Nesha pun tersenyum getir. "Menurut Ibu bagaimana jika Ayah minta ijin menikah lagi? Apa menyetujuinya? Atau memperingatkannya? Pernikahan itu tentang komitmen."
"Kalau Ibu, mungkin tidak akan menerima. Kecuali memang sudah tidak ada cara lain," jawab wanita bergelar ibu itu terdengar cukup bijaksana.
"Nah itu, Ibu bisa paham." Nesha menjawab sambil melirik prianya.
"Tapi, Sha ... bukankah kalian sudah melakukan usaha yang cukup lumayan dalam prosesnya? Dan tidak berhasil selama menikah sampai detik ini. Jika, wanita yang dibawa bisa memberikan keturunan, kenapa tidak," ujar ibunya Kenzo yang akan tetap mempunyai naluri mendukung sang anak.
Kenzo merasa seperti mempunyai pendukung untuk keputusannya.
"Ibu juga setuju, Sha. Masa kamu tidak memberi ijin? ucap sang pria yang masih tidak lelah berusaha.
Kali ini Nesha tidak tahu harus bagaimana. Ibu dan anak itu kompak saling mendukung. Sedangkan dirinya tidak mempunyai dukungan.
"Aku mohon, Sha ... ijinkan aku menikah lagi untuk mendapat keturunan," mohon sang pria yang entah sudah berapa kali.
"Benar, Sha. Biar rumah ini ada suara tangisan bayi." Sang ibu ikut meminta hal yang sama.

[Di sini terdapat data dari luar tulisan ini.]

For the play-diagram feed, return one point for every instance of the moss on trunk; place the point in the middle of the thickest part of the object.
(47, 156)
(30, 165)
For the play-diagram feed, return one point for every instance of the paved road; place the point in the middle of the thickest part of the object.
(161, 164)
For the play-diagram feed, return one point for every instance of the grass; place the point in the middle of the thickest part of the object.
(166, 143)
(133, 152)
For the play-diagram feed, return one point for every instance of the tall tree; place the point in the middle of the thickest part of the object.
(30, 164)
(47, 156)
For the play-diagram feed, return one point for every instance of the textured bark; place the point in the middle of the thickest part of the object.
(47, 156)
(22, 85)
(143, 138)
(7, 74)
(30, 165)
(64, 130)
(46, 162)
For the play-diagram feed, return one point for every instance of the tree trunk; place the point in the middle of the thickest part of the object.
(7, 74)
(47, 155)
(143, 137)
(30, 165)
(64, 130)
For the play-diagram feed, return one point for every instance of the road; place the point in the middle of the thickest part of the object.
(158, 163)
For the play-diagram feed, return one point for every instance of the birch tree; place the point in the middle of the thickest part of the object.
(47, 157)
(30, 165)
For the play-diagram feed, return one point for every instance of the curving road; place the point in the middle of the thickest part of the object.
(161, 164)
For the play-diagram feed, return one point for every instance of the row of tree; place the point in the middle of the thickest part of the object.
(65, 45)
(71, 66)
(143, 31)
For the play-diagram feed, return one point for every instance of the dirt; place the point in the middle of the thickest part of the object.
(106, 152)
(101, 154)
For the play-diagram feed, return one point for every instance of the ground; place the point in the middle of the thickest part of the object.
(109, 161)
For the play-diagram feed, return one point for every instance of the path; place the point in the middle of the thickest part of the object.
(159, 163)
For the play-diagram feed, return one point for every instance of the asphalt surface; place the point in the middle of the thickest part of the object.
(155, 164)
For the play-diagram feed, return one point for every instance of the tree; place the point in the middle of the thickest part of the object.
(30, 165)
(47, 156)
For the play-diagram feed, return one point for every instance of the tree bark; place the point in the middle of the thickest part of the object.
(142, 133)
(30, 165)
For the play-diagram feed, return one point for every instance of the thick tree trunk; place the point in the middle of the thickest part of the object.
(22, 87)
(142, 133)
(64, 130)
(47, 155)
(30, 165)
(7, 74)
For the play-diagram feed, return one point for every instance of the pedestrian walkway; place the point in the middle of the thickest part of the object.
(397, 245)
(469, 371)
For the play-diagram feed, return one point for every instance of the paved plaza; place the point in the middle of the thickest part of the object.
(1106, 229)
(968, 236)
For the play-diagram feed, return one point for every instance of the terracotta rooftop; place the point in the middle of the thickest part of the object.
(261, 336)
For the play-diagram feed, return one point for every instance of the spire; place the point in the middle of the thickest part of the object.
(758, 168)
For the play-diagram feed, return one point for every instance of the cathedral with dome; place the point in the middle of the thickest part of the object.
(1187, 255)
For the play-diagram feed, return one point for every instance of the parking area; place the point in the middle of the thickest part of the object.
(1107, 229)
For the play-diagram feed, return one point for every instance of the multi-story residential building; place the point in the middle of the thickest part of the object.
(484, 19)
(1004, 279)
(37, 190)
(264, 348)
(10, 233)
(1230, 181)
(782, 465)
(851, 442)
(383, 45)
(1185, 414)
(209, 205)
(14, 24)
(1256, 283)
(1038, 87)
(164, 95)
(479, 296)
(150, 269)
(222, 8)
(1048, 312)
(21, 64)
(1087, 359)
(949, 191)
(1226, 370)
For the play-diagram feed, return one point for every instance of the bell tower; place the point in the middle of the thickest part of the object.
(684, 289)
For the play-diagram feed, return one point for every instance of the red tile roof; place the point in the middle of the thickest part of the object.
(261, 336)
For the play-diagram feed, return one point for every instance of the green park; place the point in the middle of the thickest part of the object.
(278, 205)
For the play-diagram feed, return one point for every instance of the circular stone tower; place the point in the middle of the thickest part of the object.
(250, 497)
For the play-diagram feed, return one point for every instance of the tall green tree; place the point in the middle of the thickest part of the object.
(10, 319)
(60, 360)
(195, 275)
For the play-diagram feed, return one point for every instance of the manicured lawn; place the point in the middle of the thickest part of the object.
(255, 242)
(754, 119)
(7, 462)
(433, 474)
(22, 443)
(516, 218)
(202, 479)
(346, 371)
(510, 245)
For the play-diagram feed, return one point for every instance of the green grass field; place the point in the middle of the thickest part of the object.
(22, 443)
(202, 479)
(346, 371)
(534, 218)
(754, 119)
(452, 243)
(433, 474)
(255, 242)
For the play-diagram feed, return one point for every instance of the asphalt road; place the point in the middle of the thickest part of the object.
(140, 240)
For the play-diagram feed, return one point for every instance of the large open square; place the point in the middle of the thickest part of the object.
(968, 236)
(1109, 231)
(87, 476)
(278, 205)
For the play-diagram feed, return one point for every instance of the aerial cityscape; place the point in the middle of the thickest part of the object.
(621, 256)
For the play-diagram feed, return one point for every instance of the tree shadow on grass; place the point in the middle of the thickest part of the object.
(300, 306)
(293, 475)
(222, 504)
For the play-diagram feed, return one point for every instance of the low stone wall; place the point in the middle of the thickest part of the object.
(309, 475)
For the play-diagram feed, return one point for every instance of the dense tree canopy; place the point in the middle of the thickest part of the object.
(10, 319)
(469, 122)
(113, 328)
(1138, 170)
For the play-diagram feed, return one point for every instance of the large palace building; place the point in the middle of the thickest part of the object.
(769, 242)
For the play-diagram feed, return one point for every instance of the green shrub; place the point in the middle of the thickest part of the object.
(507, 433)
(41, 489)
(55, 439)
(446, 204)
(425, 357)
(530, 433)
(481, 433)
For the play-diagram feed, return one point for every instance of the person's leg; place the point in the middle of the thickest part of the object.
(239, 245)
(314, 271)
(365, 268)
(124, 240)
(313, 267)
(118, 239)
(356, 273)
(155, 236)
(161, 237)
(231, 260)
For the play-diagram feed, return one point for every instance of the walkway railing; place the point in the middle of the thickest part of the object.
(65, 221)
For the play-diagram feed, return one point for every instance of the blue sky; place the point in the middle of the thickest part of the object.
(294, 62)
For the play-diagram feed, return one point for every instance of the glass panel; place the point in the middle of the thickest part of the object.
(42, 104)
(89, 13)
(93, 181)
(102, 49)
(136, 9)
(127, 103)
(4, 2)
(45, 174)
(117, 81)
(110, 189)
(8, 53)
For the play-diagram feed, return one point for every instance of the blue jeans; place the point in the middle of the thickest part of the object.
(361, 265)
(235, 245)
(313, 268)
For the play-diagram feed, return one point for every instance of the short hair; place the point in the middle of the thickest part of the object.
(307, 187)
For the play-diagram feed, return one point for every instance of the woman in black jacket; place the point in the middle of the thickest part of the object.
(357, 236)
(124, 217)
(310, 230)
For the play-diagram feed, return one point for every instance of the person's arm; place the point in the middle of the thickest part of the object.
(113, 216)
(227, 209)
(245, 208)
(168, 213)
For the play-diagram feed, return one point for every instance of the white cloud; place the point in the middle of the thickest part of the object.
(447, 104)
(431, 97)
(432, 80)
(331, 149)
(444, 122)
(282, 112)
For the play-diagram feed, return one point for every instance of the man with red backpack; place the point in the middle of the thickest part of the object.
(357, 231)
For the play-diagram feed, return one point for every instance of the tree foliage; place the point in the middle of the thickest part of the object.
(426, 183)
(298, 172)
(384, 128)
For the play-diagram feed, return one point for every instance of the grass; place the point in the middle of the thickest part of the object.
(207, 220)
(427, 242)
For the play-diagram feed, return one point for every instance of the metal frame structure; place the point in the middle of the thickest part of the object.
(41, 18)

Seketika wanita yang tidak ingin membagi apa pun dalam hidup, termasuk pria dan segala isinya hanya bisa tersenyum getir. Ia mendadak merasa semua kepercayaan yang dibangun selama pernikahan sudah ambruk dan hancur.
"Pokoknya aku tidak akan mengijinkan. Kalau sampai kamu masih kekeh melakukan itu, lebih baik aku mundur dan menyerah dari pernikahan ini."